Treasury Says, 'No Siree, CIT!'
Small business and franchise lender CIT Group announced late Wednesday that it had failed in its bid for U.S. Treasury Department aid, setting it on the likely path to bankruptcy. The firm surprised Wall Street late Wednesday afternoon announcing that “there is no appreciable likelihood of additional government support being provided over the near term.
Yesterday, the International Franchise Association issued a memo to the Obama administration. It’s CEO, Matt Shay, said, “Providing critical assistance to a substantial SBA lender such as CIT that has had positive lending outcomes seems a prudent use of government assistance during this challenging time.” He continued, “We believe that one of the fastest ways to kick start the American economy into a sustainable recovery is to target categories of businesses that can create and sustain the most jobs, such as franchising.”
But BusinessWeek reported slightly over an hour ago on the poor position that CIT Group is now left in.
With its own lenders pulling funding and its small business borrowers drawing down credit lines as fast as they could, CIT's inability to secure government help leaves the New York-based firm with few options other than bankruptcy.
Why the government didn't come through with a lifeline isn't entirely clear. While Administration officials negotiated around the clock with CIT, the Treasury Dept.'s only public comment afterward was a cryptic statement noting that "Even during periods of financial stress, we believe that there is a very high threshold for exceptional government assistance to individual companies."
The administration just didn’t see how more money given to franchise lender CIT would help.
One Administration official told BusinessWeek after CIT's bombshell announcement that regulators from Treasury and the Federal Reserve explored various options for stabilizing CIT. But in the end, sources say, CIT executives weren't able to convince regulators that they could revamp the lender's business plan or balance sheet enough to remain viable. "It would really have been throwing good money after bad," said an Administration official.
The Wall Street Journal ($$) also reported this evening that the firm is now scrambling for rescue financing.
On Wednesday night, CIT representatives were scrambling to line up at least $2 billion in rescue financing from some of its existing debt holders, which include many hedge funds and distressed debt funds, according to people familiar with the matter.

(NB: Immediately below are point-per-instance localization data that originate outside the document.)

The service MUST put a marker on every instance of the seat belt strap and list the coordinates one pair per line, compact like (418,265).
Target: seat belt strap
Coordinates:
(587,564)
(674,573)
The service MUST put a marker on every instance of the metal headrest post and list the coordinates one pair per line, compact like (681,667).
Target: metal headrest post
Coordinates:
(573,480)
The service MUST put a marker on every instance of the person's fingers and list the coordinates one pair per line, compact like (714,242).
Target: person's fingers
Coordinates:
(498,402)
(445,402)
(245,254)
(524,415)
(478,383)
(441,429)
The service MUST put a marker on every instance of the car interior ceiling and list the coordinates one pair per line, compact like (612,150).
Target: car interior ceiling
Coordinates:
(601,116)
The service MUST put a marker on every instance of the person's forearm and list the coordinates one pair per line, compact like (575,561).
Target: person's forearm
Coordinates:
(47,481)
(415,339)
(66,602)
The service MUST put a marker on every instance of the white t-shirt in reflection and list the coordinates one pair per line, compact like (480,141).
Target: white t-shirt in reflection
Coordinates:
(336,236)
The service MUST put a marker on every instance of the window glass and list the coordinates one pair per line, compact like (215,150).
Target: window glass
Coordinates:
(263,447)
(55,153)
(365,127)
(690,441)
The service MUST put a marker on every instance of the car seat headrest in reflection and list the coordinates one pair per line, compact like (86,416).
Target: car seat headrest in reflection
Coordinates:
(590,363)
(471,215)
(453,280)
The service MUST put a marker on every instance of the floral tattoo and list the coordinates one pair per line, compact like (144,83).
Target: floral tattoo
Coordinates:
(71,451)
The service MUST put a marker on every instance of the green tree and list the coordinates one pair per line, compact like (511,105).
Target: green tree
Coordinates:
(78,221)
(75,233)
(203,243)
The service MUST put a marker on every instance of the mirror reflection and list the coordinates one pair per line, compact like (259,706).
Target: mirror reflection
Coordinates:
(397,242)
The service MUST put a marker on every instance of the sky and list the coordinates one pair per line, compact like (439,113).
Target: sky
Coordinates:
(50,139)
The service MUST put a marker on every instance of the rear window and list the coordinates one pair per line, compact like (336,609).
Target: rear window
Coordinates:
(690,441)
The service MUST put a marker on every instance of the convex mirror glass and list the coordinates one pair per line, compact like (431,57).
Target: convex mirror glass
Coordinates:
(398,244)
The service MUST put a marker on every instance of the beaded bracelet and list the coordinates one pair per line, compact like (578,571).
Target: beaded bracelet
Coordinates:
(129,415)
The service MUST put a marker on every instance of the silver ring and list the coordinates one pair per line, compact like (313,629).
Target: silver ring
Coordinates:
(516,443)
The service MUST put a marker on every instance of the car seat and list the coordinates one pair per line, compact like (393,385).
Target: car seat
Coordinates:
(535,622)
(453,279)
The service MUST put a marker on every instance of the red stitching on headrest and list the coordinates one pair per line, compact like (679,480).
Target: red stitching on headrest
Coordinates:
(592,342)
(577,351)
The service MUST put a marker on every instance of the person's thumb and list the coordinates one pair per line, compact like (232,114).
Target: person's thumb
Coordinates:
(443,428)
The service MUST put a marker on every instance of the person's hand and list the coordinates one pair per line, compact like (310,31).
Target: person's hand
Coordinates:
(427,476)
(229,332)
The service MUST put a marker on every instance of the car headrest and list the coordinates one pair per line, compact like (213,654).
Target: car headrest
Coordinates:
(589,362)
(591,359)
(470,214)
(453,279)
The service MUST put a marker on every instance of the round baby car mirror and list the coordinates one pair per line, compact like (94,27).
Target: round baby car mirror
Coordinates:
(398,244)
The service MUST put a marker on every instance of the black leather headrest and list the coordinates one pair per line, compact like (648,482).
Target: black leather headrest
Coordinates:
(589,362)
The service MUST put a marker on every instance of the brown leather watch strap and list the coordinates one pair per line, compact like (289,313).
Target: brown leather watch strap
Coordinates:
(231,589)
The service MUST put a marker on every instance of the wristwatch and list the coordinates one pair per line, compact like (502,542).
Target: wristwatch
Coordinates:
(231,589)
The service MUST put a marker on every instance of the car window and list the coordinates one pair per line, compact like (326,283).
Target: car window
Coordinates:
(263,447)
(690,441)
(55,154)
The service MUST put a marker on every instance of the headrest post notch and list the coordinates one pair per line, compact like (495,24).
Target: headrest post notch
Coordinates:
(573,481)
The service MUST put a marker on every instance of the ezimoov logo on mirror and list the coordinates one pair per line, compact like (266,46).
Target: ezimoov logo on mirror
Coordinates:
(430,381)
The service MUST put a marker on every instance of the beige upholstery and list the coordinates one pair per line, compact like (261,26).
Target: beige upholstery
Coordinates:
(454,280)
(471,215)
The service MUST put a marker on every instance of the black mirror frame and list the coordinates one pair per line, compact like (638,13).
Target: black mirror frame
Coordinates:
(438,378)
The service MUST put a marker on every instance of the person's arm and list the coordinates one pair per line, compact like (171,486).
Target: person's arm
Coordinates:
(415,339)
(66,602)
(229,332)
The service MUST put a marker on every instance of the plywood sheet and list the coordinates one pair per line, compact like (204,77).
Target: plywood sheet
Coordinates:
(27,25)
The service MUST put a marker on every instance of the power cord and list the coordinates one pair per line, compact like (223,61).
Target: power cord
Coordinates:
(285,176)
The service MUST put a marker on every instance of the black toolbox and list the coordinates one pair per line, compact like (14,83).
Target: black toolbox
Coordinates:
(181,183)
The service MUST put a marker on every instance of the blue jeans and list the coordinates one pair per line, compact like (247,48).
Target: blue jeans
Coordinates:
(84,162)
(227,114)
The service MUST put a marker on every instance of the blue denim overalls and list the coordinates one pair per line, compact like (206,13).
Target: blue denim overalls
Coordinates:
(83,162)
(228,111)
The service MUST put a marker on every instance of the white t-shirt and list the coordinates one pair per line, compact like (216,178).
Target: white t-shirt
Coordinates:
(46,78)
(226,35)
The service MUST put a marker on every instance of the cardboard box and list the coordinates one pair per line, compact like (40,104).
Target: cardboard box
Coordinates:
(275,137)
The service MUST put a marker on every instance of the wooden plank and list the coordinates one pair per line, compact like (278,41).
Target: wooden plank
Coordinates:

CIT offered to pledge some of its receivables as collateral against those emergency loans and has given debt holders 24 hours to decide if they will come up with the cash.
News firms and their quoted experts had been speculating throughout the week on whether a federal government bailout for CIT was going to happen. The Wall Street Journal thought it likely. But BusinessWeek correctly reported early on that a bailout was unlikely.